So the hipster place back in Colorado was awesome. And they had delicious mochas. Of course, Better Brew has delicious mochas too. And it is pretty nice--it has those cool eco-friendly cups that can be composted because they're actually made of corn. XD And it has free-trade, locally made coffee and teas. Supposedly there are gluten-free options around here, but I guess you'd have to ask about them. There's a raw sugar dispenser.

The only odd thing about it are the mismatched tables and the couch and chair in the corner, and the random pictures up, and the unfinished painting on the wall. But it's cute. And homey. I think it's really the demographics that get me--in the morning, the tiny parking lot is all filled up with trucks, and a whole bunch of 60+ farmer dudes come in and have some funtiemz conversations. And then more older people (women, men, everyone) come in. And only a few businesslike people pop in and grab a coffee, then leave. A couple of averagely aged people (40's or so) sit down, usually women. Some have laptops. I and the two dudes from my Catalyst group were the only adolescents in the entire place. Now I'm the only adolescent, but a 20's or so woman now sits at the next table on her laptop, presumably studying. Or procrastinating like me.

When I went into the Colorado hipstercoffeeplace, there weren't really any people in there. But it could've just been the time of the morning. It was a small town like mine, but you really can't compare Pine Island to a small town in the mountains in Colorado... they had BLUEGRASS FESTIVALS. With people selling fancing stone-made trinkets from all over the place, many of them based in Native American tradition, as well as just some others around. They actually HAD places to... you know, get fancy pretty stones that were beeeautiful. Pine Island just has corn fields. And a cheese factory. I mean... that's pretty much nothing compared to mountain-town with the naturey, fit people of that town. I don't exactly remember the name of it, but... gosh. I kind of wish I was there now. I bet it's beautiful this time of year. *sigh*

Anyway, my town's pretty nice too. Just not as environmentally friendly and hipster/hippie-stereotypical as that one. You can just drive through my town, though. You kind of have to go up mountains to get to the one in Colorado. That was a good time in my life, the Colorado trip.
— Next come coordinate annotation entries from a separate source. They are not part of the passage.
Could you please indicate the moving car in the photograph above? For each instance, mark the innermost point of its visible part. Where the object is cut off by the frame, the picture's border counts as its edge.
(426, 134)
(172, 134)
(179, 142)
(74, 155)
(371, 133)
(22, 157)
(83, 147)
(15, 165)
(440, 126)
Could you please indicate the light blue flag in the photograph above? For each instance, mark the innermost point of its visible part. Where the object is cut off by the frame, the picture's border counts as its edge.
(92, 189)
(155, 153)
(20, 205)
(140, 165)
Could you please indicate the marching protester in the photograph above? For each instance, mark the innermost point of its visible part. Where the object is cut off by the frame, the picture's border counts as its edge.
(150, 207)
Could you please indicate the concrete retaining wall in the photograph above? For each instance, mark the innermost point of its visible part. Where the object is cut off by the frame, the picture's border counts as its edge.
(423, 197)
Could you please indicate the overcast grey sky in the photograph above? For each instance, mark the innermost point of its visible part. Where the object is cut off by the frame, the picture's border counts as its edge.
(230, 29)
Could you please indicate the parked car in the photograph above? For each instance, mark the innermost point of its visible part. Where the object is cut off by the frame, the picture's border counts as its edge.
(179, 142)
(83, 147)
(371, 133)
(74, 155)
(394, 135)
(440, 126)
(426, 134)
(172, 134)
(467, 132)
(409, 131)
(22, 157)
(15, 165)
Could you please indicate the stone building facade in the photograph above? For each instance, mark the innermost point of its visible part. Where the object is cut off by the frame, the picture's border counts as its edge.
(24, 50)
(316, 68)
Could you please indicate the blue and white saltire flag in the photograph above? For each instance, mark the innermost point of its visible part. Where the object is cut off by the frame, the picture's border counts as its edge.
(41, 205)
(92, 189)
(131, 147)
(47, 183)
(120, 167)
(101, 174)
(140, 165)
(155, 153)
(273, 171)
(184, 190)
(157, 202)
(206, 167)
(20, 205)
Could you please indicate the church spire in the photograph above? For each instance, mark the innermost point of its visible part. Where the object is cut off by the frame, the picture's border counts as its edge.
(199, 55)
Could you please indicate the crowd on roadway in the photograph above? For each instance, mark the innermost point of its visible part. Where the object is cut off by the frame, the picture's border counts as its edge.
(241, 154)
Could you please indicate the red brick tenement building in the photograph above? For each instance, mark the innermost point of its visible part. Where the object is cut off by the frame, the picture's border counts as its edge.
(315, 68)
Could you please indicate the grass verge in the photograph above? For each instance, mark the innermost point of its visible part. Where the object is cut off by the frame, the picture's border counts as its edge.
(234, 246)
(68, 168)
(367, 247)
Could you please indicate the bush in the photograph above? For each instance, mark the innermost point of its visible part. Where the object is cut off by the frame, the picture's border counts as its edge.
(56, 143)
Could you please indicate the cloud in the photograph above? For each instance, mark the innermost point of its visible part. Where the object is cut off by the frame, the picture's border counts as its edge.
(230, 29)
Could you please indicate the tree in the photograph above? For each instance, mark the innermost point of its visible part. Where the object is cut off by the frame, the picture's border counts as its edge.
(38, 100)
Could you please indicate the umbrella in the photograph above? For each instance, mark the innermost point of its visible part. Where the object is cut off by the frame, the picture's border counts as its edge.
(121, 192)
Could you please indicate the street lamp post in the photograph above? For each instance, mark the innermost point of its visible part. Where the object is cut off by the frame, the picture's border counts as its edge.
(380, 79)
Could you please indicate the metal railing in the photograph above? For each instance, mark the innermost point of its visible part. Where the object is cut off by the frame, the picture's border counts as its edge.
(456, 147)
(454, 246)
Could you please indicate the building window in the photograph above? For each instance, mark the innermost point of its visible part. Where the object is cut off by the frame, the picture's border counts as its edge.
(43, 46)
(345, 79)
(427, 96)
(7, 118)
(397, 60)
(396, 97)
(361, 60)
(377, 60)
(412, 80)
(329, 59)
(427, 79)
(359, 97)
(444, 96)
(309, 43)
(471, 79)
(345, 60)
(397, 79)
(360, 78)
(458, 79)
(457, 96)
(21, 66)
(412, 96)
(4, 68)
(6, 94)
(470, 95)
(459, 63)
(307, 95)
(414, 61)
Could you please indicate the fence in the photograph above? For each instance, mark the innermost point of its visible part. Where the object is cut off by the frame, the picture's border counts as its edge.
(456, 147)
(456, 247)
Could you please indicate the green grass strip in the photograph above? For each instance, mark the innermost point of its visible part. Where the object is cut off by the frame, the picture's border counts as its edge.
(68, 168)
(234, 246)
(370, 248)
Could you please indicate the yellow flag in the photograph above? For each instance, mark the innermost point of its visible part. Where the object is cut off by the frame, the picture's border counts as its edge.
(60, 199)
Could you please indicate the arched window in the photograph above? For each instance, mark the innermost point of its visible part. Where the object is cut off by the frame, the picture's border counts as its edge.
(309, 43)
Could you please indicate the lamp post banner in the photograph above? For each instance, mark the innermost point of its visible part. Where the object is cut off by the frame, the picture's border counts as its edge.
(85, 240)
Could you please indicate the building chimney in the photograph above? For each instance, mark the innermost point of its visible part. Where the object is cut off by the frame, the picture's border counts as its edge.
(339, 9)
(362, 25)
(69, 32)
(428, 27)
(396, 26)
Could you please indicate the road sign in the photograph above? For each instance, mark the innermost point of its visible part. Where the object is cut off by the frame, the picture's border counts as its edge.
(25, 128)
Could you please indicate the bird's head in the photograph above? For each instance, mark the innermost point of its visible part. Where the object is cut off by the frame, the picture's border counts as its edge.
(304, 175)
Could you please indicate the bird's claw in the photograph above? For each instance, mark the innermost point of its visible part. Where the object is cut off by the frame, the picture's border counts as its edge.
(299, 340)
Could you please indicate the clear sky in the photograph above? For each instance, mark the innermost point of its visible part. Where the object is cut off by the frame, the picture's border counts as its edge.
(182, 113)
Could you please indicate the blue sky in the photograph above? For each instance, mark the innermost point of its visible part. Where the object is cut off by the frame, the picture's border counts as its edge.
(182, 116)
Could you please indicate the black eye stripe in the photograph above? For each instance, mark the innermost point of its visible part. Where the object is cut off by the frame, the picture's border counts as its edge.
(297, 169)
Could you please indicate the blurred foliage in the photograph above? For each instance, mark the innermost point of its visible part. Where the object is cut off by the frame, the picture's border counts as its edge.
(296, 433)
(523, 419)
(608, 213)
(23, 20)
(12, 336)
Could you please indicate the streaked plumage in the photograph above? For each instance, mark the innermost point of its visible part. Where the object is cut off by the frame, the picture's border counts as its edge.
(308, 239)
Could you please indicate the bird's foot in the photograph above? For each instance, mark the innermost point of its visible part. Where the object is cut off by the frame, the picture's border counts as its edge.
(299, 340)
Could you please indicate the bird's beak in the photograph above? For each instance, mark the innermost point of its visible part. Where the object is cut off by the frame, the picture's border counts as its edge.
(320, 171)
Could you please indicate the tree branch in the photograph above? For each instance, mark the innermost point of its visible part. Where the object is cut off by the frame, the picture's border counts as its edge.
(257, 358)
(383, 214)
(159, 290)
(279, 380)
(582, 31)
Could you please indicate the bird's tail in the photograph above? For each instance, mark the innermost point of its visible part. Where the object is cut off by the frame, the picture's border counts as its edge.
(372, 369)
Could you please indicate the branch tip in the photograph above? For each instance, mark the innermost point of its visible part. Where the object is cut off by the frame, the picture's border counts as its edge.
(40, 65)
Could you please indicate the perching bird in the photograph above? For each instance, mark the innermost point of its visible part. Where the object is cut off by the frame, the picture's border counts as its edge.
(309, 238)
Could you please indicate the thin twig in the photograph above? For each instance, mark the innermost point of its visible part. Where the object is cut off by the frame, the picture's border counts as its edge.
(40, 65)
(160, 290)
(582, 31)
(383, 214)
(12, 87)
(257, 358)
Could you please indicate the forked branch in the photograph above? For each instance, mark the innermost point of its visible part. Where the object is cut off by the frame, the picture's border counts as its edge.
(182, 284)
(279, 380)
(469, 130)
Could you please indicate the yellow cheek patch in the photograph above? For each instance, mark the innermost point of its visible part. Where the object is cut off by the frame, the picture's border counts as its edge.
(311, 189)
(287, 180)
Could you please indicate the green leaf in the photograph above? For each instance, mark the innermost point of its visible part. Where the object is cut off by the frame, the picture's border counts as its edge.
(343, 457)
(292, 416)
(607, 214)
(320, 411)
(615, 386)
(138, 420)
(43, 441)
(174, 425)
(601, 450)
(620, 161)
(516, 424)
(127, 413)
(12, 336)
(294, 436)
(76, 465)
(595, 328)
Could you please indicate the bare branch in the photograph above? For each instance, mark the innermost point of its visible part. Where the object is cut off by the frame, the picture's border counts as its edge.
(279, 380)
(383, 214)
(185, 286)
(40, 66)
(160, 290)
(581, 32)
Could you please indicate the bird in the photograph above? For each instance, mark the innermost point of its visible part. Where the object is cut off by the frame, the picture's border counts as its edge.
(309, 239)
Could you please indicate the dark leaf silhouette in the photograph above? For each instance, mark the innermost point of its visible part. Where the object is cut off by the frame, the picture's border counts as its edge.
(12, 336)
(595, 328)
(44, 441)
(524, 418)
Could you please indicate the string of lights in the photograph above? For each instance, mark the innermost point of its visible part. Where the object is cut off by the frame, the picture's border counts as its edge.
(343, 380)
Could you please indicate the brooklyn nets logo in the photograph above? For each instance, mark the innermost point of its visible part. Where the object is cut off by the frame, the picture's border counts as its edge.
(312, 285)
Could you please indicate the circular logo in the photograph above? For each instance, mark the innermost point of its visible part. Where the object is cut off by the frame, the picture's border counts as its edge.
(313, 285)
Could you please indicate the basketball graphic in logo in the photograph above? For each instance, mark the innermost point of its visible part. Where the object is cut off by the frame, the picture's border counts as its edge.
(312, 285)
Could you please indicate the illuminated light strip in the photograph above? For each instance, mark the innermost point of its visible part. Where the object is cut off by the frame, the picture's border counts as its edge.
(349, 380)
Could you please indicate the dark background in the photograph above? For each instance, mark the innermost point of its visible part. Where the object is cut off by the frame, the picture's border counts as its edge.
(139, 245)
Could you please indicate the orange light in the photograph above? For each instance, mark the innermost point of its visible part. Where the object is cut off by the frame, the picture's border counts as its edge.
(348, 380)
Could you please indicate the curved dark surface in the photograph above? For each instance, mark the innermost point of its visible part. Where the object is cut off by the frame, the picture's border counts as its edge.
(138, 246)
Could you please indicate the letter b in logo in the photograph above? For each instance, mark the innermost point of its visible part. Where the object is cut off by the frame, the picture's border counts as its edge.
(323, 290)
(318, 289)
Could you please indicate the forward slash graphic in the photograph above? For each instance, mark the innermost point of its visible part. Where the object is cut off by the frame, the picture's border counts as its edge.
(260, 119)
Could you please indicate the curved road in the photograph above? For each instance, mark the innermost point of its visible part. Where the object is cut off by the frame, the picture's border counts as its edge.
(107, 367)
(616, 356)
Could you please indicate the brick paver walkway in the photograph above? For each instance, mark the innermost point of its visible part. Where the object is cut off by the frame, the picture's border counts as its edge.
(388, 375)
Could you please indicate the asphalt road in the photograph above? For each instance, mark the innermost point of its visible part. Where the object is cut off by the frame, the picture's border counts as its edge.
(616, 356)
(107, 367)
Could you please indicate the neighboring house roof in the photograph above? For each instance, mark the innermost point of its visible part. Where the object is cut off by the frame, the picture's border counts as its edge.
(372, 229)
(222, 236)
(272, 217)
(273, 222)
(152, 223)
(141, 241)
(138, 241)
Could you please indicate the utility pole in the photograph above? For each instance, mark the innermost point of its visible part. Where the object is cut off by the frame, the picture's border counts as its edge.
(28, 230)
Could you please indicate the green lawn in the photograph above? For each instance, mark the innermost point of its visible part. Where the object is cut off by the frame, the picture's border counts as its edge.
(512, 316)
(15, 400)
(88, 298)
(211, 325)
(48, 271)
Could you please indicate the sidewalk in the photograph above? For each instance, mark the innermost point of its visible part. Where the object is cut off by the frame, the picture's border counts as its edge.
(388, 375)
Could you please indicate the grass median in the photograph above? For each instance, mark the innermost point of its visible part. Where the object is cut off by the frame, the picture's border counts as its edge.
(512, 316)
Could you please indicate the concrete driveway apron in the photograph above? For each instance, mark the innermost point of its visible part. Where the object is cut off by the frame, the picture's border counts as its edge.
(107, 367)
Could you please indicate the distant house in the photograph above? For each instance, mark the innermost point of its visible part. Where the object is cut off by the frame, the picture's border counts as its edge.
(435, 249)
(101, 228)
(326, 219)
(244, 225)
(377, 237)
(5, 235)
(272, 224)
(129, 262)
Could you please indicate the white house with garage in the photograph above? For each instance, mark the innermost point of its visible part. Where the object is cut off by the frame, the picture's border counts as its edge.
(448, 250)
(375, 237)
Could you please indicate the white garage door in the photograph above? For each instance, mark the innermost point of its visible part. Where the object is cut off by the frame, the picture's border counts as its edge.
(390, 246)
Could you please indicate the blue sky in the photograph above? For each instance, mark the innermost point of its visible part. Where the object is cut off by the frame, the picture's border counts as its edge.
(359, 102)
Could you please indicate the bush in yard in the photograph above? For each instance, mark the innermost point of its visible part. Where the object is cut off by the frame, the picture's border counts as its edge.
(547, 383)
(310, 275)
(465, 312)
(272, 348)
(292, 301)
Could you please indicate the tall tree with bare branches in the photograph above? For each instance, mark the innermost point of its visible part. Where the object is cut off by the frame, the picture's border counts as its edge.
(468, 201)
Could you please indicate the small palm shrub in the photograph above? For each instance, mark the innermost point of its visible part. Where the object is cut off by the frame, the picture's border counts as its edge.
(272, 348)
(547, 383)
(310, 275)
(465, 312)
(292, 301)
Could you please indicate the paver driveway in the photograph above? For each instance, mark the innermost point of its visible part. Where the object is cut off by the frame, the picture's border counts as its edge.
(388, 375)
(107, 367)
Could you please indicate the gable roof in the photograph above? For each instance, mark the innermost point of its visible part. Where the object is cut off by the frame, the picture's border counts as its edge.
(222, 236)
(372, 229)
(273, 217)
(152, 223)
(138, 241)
I guess I'd better get done with this... I do hope you enjoyed/got something out of reading this. Feel free to comment. Or not. That's fine too. I'm sorry for being... obnoxious.

Jesus and I love you all. :) Have a nice day!

Tuesday, October 4, 2011

To: God

Dear Lord, I have just no idea how to react when things like this happen. I know that You love us. I know that You are there, You are graceful, You are compassionate. You are Creator. So powerful, yet so relational. I know that. I wonder if I practice that knowledge sometimes. I recognize that I don't always.

But over and over and over, You know I've struggled with this so many times, You and the readers know. Why God, do you let these things happen? These deaths? The universal question. Why do bad things happen to good people? And all those readings of Job...

Maybe I've been reading it wrong, I admit that could be the problem. God, I realize that You... You are so far, so FAR beyond my limited human understanding. So far beyond it. I guess that's it.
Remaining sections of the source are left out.